The Liberia National Tourism Association (LINTA) partnered with the United Nations Educational, Scientific and Cultural Organization (UNESCO) this year to celebrate “International Jazz Day 2019” in Liberia.
Celebrated annually on April 30, International Jazz Day was declared by UNESCO in 2011 as a day “to highlight jazz and its diplomatic role of uniting people in all corners of the globe.” The idea came from the legendary jazz pianist and UNESCO Goodwill Ambassador, Herbie Hancock. Jazz Day is chaired by Hancock and the UNESCO Director-General, Audrey Azoulay. The celebration is recognized on the calendars of both UNESCO and the United Nations.
The Liberia edition of International Jazz Day 2019, which took place Tuesday, April 30 at the Living Room, Royal Grand Hotel, in Sinkor, Monrovia, was a special unique evening full of jazz, accompanied by the beautiful stylings of Liberia’s own The Afrik Collective band. The event also featured a special appearance from the Liberia Poet Society.
According to UNESCO, the 2019 edition of International Jazz Day was officially launched in Australia and celebrated in more than 190 countries around the world, including Liberia.
Thousands of other programmes all over the world celebrated jazz as a universal language of peace, among them jazz-themed films, lectures, book readings, theatre performances and panel discussions, as well as jam sessions, master classes, and radio and television broadcasts. As in previous years, a majority of International Jazz Day partner activities focussed on education and community impact, benefitting millions of students, academics, professional musicians and music lovers everywhere.
Established by the General Conference of UNESCO in 2011 at the initiative of UNESCO Goodwill Ambassador Herbie Hancock, and recognized by the United Nations General Assembly, International Jazz Day brings together countries and communities worldwide every 30 April to celebrate the art of jazz, highlighting its important role in encouraging dialogue, combating discrimination and promoting human dignity. The Herbie Hancock Institute of Jazz is UNESCO’s official partner in the organization and promotion of International Jazz Day.
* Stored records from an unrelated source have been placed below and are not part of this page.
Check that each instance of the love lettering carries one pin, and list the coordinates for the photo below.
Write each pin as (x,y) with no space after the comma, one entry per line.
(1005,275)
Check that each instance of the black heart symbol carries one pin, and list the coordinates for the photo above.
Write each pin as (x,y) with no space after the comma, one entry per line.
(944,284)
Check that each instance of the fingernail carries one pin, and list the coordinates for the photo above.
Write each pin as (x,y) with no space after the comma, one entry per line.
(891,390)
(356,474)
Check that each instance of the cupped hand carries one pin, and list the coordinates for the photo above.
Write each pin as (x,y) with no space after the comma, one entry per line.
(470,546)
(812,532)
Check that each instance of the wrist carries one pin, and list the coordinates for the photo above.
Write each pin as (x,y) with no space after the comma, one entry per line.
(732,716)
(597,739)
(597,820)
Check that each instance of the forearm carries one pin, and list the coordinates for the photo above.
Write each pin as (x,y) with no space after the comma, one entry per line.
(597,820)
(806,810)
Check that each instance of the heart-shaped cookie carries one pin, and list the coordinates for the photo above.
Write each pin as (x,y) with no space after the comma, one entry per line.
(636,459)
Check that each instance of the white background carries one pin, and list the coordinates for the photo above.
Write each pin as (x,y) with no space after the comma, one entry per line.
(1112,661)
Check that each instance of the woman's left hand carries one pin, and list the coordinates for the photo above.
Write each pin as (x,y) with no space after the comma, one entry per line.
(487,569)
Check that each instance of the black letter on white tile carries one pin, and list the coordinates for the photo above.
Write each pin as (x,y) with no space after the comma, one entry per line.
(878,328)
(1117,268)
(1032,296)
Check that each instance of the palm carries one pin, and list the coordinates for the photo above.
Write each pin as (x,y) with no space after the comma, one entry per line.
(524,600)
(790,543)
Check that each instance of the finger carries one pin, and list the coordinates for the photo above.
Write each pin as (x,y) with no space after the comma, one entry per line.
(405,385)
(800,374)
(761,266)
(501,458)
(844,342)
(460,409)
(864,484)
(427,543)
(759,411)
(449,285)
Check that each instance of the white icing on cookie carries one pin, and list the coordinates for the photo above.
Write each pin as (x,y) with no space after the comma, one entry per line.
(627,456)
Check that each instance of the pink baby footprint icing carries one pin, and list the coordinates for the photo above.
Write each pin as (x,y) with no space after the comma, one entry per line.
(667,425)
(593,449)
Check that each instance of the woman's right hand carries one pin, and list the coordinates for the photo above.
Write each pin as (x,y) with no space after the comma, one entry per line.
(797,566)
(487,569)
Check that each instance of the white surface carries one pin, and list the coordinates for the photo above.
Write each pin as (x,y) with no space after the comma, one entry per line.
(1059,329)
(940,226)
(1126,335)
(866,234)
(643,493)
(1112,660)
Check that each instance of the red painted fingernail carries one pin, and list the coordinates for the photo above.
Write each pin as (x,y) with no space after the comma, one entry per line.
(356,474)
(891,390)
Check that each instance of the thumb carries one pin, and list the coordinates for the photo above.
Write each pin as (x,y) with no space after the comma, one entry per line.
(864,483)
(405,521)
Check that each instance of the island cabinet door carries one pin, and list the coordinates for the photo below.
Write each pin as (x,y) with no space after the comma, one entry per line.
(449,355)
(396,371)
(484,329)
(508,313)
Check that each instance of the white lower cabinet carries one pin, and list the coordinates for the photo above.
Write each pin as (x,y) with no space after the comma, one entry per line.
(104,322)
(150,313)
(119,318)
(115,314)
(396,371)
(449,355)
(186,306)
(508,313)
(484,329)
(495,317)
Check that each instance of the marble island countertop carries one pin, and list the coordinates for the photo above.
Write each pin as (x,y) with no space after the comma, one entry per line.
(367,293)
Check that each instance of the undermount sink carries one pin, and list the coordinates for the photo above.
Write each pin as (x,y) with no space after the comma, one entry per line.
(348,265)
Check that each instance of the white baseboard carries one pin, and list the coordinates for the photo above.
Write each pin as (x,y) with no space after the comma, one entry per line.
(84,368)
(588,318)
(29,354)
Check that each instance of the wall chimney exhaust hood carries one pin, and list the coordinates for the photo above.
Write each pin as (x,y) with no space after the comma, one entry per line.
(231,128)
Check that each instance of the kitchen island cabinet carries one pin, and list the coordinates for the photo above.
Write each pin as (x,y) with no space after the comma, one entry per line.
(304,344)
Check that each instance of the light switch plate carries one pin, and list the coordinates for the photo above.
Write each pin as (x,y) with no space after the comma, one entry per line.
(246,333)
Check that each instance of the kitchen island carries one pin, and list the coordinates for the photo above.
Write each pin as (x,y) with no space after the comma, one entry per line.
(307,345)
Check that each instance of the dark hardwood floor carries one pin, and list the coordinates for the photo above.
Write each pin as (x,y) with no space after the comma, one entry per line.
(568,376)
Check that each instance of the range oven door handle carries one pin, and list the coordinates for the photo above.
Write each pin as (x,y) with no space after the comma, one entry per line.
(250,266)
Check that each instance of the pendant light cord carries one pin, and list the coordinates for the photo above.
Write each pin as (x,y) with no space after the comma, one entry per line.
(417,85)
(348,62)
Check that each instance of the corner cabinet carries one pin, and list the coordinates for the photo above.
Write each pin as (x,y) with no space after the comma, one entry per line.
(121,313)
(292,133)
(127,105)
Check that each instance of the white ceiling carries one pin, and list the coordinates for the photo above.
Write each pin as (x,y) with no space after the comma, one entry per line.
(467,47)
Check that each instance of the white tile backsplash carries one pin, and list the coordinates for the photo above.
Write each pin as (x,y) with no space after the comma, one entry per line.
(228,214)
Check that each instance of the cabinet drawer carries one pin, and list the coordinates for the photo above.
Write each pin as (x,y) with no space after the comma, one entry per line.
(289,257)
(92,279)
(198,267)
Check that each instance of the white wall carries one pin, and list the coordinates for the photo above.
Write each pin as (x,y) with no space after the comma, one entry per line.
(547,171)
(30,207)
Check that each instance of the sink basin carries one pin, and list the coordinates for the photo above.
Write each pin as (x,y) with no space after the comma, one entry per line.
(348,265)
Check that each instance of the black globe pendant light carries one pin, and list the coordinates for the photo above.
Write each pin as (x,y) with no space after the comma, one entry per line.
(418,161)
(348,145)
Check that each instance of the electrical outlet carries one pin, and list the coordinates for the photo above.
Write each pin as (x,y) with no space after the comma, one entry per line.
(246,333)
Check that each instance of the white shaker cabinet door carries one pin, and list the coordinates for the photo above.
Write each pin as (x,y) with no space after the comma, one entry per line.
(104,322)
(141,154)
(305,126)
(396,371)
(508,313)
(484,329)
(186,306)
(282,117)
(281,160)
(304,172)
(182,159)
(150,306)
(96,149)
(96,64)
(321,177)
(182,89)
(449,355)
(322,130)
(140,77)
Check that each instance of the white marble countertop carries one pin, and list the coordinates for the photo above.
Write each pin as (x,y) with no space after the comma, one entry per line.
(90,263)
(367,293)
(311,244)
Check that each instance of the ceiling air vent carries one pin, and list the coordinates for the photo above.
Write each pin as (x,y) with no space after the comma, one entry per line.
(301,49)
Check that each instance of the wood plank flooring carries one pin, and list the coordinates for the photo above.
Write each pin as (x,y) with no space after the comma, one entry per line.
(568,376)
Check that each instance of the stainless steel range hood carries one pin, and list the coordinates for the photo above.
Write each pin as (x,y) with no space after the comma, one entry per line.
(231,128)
One of the last notable celebrations of International Jazz day in Liberia was in 2014 at the American Embassy in Monrovia, where, “the reputable International Music House Sound crew of venerable or ‘Old-hand’ in the business of music, Amb. David Daniels, a man who has received many accolades for promoting music in the country, performed to the admiration of the audience,” according to veteran journalist Philip N. Wesseh, who wrote about the event.
“In dedicating a special music to President Sirleaf, Amb Daniels spoke of how the ‘High Life’ music started from Liberia and was later carried to Ghana and Nigeria,” Wesseh wrote. “Although the occasion was all about playing jazz music, I was touched and took note of the brief remarks of Amb Daniels on the issue that ‘High Life’ music became popular in Ghana many years ago, to an extent that some people believed that it was from Ghana that High Life music originated from.”
Elsewhere on the African continent, Dandora HIP HOP City, Kenya held a Jazz Street Festival on Monday, April 29, showcasing an infusion of hip hop, old school and new, to the harmonies of jazz instrumentals. This fun-filled day provided a perfect platform for local artists, family and friends to mingle and sample some of the products, including artworks, music, fashion, food stuffs among others on display.
UNESCO has already announced that the City of Cape Town, South Africa, has been named host of the 2020 International Jazz Day.